Let’s put this into some context – as far as I know, Granby 4 Streets Community Land Trust grew out of the tradition of left wing radicalism epitomised by Liverpool in the 80s (of which, I admit, I too am a product). More specifically, the Granby 4 Streets Community itself is a hard won legacy of the infamous ‘Toxteth Riots’, which took place in 1981. After the riots the government closed off roads, effectively ghettoising Toxteth, and gave money to Liverpool for a Garden Festival, the Albert Dock renovation (where Tate moved its first outpost of course). In doing so, Thatcher’s government effectively modelled Europe’s (and probably one of the world’s) first attempt to re-develop a failing post-industrial economy solely through service industry/tourism and leisure. This strategy, as we all know, has long since evolved into a neobliberal framework of global economic infrastructure – one within which the contemporary art market has thrived.
My point is simply this, art in and for itself (whatever that might or may be) can offer no automatic alterity to the structures of neoliberalism. What counts is how art, like any of the possible remaining means of self and community based opposition, is or can be used in a world which controls through the attempted occupation of everything, everywhere, now. There are no longer any formulae or frameworks which can guarantee opposition – we have to work, continually and together, to find ways and means of imaging both new futures and present solutions.

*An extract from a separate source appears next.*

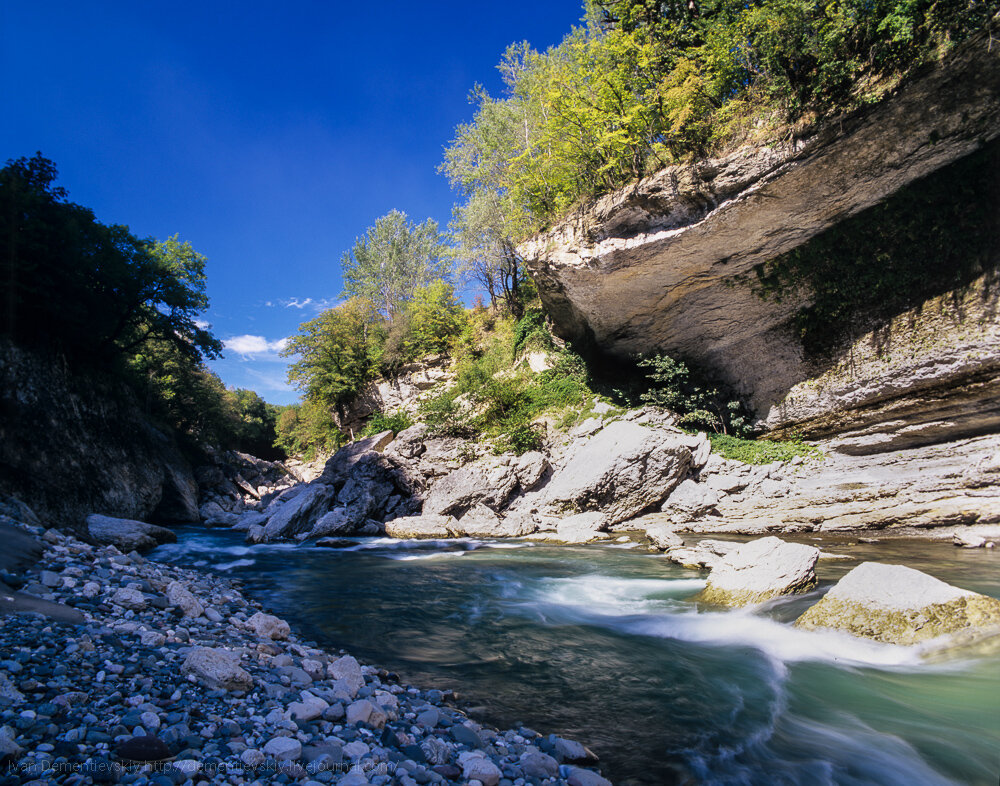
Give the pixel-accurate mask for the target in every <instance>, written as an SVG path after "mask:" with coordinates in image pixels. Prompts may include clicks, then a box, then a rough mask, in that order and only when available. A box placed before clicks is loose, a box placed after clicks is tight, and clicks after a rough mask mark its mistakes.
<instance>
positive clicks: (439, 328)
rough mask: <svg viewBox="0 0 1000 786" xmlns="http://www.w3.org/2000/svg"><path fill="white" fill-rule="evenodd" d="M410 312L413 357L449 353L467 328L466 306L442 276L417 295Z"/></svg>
mask: <svg viewBox="0 0 1000 786" xmlns="http://www.w3.org/2000/svg"><path fill="white" fill-rule="evenodd" d="M407 312H408V314H409V322H410V328H409V335H408V337H407V347H408V350H409V354H410V356H411V357H412V358H418V357H422V356H424V355H430V354H436V353H441V352H447V351H448V350H449V348H450V347H451V344H452V342H453V341H454V340H455V338H456V337H457V336H458V335H459V334H460V333H461V332H462V328H464V327H465V323H466V317H465V309H464V308H462V304H461V303H459V302H458V298H456V297H455V288H454V287H453V286H452V285H451V284H449V283H448V282H446V281H442V280H441V279H438V280H437V281H434V282H432V283H430V284H428V285H427V286H426V287H421V288H420V289H418V290H417V291H416V292H415V293H414V294H413V300H412V301H410V303H409V305H408V307H407Z"/></svg>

If this is so, and it seems to me pretty obvious that it is (however unpalatable this may be, and however far away simple solutions may now seem) it also strikes me that holding on to the comfort blanket of an over-simplistic bifurcation between useful and useless art – where the latter is somehow ethical, autonomous, pure anti-capital – is now naive and untenable. As far as I understand it, the idea of a ‘useful art’ is to refocus on how art is used, or the uses that art can be put to, as a political and oppositional imperative. If this is so, then ‘useful art’ does not somehow denote an overly simplistic faith in neoconservative forms of instrumentalized utilitarianism. On the contrary, the most utilitarian art for neoliberalism today would surely be those object/commodities which drive a spectacular ‘visitor’ led economy of blockbuster drudgery. To call this kind of art useless, and to attempt to dress it up in the garb of radical alterity is, in effect, to complicity exercise the worst kind of neoliberal ideology – and here I take ideology in the old fashioned Marxist sense of the word – as a wilful misrepresentation of the truth in the interest of a dominant class.